Let's get regional!
Our second report into the state of regional news media - and the impact it has on how much the rest of Australia gets to know of events outside our major cities - has been launched. You can read it here.
This year, we continued to survey metro print, radio and television to quantify how much regional news metro audiences were exposed to, and we found a declining level of coverage in 2022-23 compared to 2021-22. Each surveyed metro outlet published or broadcast fewer regional stories from fewer local government areas. There continued to be a significant focus on crime stories, particularly at News Corp’s Daily Telegraph, and we found that coverage of rural and regional Australia increased in metro news outlets during natural disasters, of which we've had a fair share in recent times.
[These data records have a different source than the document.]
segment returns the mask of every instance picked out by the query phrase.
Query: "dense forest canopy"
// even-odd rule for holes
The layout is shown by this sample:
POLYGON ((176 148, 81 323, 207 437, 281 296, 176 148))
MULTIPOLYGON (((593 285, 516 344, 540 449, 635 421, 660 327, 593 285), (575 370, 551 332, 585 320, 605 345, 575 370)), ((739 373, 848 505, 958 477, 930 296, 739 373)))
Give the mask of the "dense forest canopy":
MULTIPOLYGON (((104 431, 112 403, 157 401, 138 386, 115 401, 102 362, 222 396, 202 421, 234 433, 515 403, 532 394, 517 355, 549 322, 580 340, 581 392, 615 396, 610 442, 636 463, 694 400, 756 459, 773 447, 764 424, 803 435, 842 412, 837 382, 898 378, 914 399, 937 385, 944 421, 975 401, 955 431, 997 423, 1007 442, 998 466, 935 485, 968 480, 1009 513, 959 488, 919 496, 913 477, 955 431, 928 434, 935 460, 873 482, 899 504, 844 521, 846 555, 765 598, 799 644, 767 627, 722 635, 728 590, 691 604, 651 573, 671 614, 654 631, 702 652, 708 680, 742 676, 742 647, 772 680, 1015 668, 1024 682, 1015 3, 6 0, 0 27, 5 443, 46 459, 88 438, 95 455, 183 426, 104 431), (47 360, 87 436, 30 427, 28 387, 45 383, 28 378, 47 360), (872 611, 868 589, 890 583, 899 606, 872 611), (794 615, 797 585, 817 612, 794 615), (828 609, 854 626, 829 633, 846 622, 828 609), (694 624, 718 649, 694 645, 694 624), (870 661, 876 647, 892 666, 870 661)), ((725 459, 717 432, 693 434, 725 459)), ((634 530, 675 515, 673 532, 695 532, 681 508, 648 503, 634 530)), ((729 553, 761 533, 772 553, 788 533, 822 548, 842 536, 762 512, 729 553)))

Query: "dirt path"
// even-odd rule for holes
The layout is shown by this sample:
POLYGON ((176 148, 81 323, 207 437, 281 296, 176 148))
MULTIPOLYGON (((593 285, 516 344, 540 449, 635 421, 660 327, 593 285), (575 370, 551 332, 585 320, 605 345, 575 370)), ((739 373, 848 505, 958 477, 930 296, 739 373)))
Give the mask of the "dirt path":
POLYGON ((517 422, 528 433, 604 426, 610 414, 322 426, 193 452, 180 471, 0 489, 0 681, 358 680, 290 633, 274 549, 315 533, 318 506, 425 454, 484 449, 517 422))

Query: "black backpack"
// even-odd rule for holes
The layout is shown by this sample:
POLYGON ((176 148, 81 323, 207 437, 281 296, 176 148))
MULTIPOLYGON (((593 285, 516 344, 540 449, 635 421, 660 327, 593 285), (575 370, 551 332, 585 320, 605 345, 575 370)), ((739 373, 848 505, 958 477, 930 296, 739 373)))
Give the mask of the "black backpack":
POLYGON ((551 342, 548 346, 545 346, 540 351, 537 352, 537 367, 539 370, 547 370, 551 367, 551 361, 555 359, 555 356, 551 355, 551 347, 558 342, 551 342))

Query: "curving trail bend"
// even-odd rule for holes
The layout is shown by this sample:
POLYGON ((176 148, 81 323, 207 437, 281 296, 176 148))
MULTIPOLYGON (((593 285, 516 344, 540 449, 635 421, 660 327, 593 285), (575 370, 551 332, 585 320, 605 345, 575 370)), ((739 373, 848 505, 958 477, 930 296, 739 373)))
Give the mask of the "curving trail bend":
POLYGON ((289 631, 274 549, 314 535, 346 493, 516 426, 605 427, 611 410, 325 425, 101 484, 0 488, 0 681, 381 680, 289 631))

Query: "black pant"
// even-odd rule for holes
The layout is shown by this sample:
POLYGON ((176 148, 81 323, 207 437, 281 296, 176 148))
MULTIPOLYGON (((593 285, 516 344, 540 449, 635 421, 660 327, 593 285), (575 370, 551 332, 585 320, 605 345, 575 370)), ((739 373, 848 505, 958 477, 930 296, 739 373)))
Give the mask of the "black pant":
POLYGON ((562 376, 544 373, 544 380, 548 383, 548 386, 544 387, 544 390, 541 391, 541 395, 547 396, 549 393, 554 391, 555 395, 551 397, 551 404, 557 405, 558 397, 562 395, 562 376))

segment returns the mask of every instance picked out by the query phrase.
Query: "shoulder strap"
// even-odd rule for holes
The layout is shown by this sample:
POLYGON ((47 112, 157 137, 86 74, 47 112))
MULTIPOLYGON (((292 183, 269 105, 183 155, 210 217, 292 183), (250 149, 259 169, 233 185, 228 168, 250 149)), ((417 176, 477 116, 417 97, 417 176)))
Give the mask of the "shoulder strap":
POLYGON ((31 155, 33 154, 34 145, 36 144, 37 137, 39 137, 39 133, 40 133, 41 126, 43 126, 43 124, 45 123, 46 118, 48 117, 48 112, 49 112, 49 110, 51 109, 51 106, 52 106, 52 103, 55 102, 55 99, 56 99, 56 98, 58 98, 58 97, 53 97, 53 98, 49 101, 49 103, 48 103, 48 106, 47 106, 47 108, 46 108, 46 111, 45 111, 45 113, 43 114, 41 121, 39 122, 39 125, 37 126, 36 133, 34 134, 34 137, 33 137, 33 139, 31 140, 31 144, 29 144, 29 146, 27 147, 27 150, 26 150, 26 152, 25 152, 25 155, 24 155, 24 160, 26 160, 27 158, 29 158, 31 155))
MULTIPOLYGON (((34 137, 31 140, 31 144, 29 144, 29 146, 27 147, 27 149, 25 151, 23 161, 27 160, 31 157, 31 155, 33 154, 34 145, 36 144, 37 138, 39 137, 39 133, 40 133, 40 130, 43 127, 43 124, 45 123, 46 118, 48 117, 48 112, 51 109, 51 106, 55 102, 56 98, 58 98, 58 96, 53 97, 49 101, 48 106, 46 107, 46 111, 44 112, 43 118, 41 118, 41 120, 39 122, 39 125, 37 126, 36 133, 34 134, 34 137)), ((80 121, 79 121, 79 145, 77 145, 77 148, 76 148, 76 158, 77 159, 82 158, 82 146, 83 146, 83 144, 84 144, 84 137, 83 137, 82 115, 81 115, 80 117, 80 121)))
We also researched whether the narratives that developed in regional news media around significant policy initiatives moved across to metro news media. Ayesha Jehangir examined how the various alcohol bans imposed on Indigenous communities in the Northern Territory were covered in regional and metro media, while Gary Dickson looked at coverage of the contentious Murray Darling Basin Plan. They both found little to no movement in narratives reported in regional media being picked up by metro media, and very little indication that regional media was performing the kind of investigative journalism around major policy issues that might be attractive for metro news media editors to run. This may indicate that local voices are being confined to their geographic boundaries, leaving them outside the mainstream debates that traditionally occur around policy initiatives.
In 2024 - the third year of our research, which is funded by the Vincent Fairfax Family Foundation - we'll look at models to increase the amount of regional news that metro audiences are exposed to.